Twas the day trip before Christmas and all through the state, the towns were decked out, and Chet could not wait.” We always say, “Everything’s bigger in Texas,” and the phrase definitely applies to the way we celebrate Christmas, especially in Grapevine, the “Christmas Capital of Texas.” Donning my best reindeer sweater and Santa hat, I pranced to the metroplex to catch the holiday spirit.

Chet Garner is the host of The Daytripper® travel show on PBS.
Contact the Grapevine Convention & Visitors Bureau at 800/457-6338.

10:00 a.m.: I parked my sleigh at the Gaylord Texan Resort and walked into a lobby filled with millions of
dazzling lights. I tipped my hat to giant toy soldiers and Texas-size Santa boots. The gingerbread houses were so big I considered moving in. But most astonishing was the indoor snow hill tucked into a conference room. I grabbed a tube, sped down the hill, and then got in line to do it again.

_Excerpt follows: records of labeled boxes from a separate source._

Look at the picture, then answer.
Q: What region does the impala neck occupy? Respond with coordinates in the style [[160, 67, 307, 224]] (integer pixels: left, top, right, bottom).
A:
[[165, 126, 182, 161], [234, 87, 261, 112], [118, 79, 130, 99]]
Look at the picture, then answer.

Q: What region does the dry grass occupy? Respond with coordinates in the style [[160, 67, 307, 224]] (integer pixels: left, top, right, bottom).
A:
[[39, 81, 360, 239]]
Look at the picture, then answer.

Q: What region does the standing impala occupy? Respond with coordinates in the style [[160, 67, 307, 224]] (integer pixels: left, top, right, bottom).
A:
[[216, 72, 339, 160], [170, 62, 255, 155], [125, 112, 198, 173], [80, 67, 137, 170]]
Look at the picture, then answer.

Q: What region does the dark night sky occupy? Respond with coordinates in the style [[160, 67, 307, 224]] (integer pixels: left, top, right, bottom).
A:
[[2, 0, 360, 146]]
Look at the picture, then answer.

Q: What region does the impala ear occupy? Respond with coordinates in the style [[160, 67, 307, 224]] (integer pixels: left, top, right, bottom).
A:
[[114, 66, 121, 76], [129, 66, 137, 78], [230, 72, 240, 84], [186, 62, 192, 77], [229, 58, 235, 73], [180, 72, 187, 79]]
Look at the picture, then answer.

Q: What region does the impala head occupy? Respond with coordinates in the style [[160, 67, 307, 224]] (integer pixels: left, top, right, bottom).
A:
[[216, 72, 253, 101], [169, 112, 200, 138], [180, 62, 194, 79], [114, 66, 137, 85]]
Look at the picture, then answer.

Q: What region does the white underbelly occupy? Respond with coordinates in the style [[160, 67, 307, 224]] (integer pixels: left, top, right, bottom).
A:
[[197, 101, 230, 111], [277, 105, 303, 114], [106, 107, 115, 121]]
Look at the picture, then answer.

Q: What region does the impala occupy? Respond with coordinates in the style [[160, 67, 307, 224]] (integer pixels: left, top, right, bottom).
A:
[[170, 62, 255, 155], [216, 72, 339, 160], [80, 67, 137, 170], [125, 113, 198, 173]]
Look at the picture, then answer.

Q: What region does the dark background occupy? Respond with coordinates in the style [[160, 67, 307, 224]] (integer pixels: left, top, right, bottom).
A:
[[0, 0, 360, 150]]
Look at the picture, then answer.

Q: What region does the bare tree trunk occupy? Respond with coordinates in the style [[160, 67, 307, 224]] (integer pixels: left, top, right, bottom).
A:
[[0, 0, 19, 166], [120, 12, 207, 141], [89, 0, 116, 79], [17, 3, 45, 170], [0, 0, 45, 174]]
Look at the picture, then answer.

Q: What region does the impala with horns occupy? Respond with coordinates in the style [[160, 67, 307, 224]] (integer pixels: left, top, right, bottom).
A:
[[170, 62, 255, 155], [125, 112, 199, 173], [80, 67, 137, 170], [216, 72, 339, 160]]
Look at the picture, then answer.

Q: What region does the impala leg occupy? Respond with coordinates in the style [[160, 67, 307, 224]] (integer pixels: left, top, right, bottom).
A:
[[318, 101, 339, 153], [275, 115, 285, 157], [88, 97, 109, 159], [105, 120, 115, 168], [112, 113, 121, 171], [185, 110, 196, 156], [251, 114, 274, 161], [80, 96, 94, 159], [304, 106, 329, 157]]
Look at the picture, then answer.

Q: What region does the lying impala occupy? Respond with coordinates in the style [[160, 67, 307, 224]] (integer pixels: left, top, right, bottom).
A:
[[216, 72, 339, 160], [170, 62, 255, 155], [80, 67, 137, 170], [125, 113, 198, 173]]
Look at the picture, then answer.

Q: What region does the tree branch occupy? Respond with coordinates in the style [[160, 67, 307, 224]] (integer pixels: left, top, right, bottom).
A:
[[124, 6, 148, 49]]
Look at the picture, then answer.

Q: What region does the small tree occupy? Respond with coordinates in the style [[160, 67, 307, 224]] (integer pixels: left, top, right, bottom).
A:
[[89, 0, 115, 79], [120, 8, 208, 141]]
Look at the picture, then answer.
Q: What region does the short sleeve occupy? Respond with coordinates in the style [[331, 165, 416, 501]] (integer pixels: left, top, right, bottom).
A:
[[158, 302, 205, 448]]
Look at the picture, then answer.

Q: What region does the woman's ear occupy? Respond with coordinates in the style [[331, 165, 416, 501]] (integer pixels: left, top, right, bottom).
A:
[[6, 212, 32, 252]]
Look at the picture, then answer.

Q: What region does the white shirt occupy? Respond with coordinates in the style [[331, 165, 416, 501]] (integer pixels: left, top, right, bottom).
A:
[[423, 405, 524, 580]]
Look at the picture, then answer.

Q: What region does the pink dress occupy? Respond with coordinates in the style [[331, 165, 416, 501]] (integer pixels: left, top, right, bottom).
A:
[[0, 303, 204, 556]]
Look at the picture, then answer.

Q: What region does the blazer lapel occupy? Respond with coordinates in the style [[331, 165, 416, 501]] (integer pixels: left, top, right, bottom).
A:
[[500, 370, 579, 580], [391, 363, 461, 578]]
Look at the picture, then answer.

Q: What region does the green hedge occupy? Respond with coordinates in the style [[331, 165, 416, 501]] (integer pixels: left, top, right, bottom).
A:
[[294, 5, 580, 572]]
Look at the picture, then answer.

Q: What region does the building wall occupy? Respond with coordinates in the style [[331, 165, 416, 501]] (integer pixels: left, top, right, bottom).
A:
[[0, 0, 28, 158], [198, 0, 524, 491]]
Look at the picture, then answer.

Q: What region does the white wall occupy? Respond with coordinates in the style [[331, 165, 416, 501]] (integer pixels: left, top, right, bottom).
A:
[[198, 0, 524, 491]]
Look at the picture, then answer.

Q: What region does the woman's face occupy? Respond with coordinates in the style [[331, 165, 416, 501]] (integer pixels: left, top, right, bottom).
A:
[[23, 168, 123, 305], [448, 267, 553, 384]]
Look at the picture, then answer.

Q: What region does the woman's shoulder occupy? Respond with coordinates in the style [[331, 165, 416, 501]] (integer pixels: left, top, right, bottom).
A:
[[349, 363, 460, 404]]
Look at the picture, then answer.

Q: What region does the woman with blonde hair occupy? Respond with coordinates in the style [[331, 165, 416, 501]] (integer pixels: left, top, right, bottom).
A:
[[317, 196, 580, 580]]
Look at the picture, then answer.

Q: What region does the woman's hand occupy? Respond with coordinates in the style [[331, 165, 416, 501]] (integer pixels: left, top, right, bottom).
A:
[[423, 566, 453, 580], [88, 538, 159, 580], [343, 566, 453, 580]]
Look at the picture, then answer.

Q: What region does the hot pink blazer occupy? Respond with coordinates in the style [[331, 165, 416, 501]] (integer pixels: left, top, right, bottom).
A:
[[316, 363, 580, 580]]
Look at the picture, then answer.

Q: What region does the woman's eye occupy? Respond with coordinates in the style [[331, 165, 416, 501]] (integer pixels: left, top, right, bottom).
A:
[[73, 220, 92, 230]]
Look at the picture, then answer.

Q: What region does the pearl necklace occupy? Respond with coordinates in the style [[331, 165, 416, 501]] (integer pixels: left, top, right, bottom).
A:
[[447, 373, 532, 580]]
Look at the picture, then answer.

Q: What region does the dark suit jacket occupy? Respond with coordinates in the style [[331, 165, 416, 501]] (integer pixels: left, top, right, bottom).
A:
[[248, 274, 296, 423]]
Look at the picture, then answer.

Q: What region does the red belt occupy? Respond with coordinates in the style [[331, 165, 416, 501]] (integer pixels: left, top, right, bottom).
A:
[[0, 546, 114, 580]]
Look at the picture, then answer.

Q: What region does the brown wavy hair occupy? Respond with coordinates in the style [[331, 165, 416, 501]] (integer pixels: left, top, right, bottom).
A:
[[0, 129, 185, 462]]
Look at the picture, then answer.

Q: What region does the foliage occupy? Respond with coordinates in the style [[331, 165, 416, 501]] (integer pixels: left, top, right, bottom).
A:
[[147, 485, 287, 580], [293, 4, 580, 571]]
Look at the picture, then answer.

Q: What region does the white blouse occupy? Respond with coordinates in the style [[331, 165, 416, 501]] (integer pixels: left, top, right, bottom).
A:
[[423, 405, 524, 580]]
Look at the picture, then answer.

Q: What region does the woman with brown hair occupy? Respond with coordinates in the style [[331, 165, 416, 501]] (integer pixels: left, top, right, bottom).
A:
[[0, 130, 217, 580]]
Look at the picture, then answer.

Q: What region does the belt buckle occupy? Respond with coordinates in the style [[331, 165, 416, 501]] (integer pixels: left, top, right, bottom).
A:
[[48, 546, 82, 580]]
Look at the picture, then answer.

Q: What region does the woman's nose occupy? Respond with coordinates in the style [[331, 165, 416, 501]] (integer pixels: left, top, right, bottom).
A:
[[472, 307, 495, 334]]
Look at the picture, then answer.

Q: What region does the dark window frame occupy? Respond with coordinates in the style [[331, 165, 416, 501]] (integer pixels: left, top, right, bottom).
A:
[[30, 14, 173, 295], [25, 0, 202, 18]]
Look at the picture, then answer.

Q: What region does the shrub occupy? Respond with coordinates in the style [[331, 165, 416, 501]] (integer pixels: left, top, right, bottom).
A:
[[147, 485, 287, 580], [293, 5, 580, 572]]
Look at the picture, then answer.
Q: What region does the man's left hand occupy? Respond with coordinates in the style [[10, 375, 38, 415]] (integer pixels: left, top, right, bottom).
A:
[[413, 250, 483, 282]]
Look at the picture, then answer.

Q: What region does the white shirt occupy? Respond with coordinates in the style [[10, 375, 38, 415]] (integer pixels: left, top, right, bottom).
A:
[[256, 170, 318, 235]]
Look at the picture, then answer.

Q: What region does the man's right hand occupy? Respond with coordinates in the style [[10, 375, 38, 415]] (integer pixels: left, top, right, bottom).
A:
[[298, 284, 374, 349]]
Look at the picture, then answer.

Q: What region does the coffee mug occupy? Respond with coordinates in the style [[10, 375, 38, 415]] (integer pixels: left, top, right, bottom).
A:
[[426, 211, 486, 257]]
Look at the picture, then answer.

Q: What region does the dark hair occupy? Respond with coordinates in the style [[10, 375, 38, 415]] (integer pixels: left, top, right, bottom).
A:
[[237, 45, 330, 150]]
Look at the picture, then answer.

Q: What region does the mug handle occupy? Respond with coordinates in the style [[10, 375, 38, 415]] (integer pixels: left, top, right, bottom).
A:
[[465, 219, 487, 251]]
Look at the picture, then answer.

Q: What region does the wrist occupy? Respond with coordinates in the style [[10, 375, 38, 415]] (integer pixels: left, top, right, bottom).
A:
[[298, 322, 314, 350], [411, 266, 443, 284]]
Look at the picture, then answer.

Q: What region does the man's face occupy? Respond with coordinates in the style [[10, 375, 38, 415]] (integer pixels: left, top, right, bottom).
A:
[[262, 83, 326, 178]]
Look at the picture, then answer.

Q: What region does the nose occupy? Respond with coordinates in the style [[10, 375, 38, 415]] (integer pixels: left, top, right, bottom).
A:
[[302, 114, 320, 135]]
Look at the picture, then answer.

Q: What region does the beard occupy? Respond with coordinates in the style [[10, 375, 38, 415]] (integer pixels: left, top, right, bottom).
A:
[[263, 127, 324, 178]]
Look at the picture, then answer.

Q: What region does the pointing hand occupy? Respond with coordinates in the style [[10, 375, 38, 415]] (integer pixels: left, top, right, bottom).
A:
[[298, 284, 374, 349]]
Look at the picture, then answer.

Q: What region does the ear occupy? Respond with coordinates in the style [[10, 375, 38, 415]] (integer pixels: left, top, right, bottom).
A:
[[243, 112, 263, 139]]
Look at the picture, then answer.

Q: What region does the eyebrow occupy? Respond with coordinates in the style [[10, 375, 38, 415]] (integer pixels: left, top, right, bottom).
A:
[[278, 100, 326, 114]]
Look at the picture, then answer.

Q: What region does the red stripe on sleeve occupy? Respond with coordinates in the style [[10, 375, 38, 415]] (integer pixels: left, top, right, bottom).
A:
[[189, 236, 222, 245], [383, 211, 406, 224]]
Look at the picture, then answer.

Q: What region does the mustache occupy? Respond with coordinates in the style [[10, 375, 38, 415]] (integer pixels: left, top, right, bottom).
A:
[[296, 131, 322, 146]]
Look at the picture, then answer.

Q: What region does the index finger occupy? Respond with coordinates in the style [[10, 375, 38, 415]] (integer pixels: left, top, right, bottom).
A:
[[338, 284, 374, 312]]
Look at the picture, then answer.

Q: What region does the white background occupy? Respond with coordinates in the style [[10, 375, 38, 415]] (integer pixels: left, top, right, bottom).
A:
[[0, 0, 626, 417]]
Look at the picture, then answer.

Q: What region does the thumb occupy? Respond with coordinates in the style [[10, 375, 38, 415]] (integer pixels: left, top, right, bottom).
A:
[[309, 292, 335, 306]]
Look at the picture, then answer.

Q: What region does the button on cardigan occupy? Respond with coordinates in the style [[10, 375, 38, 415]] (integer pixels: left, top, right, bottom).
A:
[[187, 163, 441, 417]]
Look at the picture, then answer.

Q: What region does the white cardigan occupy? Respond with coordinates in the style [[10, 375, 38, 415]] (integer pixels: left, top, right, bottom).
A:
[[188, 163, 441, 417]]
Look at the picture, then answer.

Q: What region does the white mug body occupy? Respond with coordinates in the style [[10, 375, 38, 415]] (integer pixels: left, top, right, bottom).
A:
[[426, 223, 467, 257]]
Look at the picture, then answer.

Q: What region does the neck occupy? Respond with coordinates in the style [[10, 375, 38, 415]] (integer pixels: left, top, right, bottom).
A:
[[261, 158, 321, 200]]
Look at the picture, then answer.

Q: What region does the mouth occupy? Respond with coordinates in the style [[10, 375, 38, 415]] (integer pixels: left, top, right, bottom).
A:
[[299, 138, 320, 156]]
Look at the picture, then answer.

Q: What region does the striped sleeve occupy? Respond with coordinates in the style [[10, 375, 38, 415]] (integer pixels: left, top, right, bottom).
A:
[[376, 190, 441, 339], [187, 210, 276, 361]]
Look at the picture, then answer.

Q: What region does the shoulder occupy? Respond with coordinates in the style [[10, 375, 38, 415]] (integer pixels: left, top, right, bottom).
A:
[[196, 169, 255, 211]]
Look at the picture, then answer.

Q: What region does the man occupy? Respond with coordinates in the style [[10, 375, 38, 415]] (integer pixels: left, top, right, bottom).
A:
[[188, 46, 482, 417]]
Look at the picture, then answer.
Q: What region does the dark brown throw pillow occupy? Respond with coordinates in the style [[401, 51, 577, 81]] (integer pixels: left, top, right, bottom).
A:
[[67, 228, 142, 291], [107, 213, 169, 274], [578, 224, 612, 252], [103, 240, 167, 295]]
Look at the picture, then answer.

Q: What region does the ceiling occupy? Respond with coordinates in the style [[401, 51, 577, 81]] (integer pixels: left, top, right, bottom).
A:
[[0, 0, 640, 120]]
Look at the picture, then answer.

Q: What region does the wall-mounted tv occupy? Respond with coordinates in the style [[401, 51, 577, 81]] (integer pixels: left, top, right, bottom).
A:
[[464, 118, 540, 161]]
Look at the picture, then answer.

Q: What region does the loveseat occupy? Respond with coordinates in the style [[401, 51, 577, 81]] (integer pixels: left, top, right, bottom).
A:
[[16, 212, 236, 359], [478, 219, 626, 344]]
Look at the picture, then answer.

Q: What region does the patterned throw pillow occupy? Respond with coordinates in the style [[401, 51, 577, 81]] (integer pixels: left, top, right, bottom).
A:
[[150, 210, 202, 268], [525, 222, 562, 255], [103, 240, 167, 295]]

11:00 a.m.: While the snow was cold, it was nothing compared to the Gaylord’s ICE! exhibit, which is kept at a frigid nine degrees. Luckily, the ticket price includes the use of a heavy parka. I walked through the winding display of towering ice sculptures, amazed at the detail and color of reindeer, elves, and old Kris Kringle.
My favorite was the Nativity scene, reminding me of the true meaning of Christmas. The sculptures were breathtaking, but I was about to turn into a block of ice myself and decided to step outside.

12:15 p.m.: It was lunchtime and there’s no better way to warm up in Grapevine than beside the smoking pits at Meat U Anywhere BBQ. My plate of brisket, pork loin, and sausage was so good I wouldn’t mind finding this tasty ’cue under my Christmas tree.

1:15 p.m.: After lunch, I went to Main Street, the heart of this Texas-style North Pole. Lights and garlands covered every light post, and Santa Claus waved on every corner; I count-ed over a dozen, and I’m still not sure which was the real one. As I window-shopped, I stepped into the tinsel-covered Good Things for all Seasons to pick up some decorations for my Daytripper Tree. Of the hundreds of ornaments, I figured the barbecue, cowboy-boot, and beer-glass ornaments would do the trick!

2:30 p.m.: While it was winter, in Texas there’s never a bad time for ice cream. So I stopped into Napoli’s Italian Café for a bowl of cappuccino-flavored gelato. It was delicious, but soon my stomach was as round as jolly St. Nick’s, and I decided to go for a walk.

4:00 p.m.: In search of the perfect gift for my wife, I discovered Vetro Glassblowing, which was hosting make-your-own ornament sessions. Standing just feet from a 2,000-degree oven, the glassblowers helped me turn a glowing ball of melted glass into a stunning handmade ornament.

6:00 p.m.: It was time for dinner, and what could be more appropriate at Christmastime than the colors red and green? I headed to Esparza’s Restaurante Mexicano for a feast of green guacamole and red pico de gallo, followed by a plate of roja and verde enchiladas. Feliz Navidad to me! Just as I finished my meal, I heard a train whistling in the distance.

7:00 p.m.: I arrived at the Grapevine Vintage Railroad in time to hop aboard the North Pole Express. Wearing my worst pink bunny pajamas—in the spirit of the movie A Christmas Story—I joined the children hoping to catch a glimpse of Mr. Claus. We sang Christmas carols with the elves and arrived at a magical place filled with snow and Christmas trees. It could only be … the North Pole. We entered the toyshop to discover none other than Santa himself.

I sipped my frosty chocolate snow milk and remembered why this really is the most wonderful time of the year. From snow sledding to ornament-making, I definitely had one holly, jolly day in our Christmas capital.

So whether you follow my footsteps or forge your own path, I hope to see you on the road.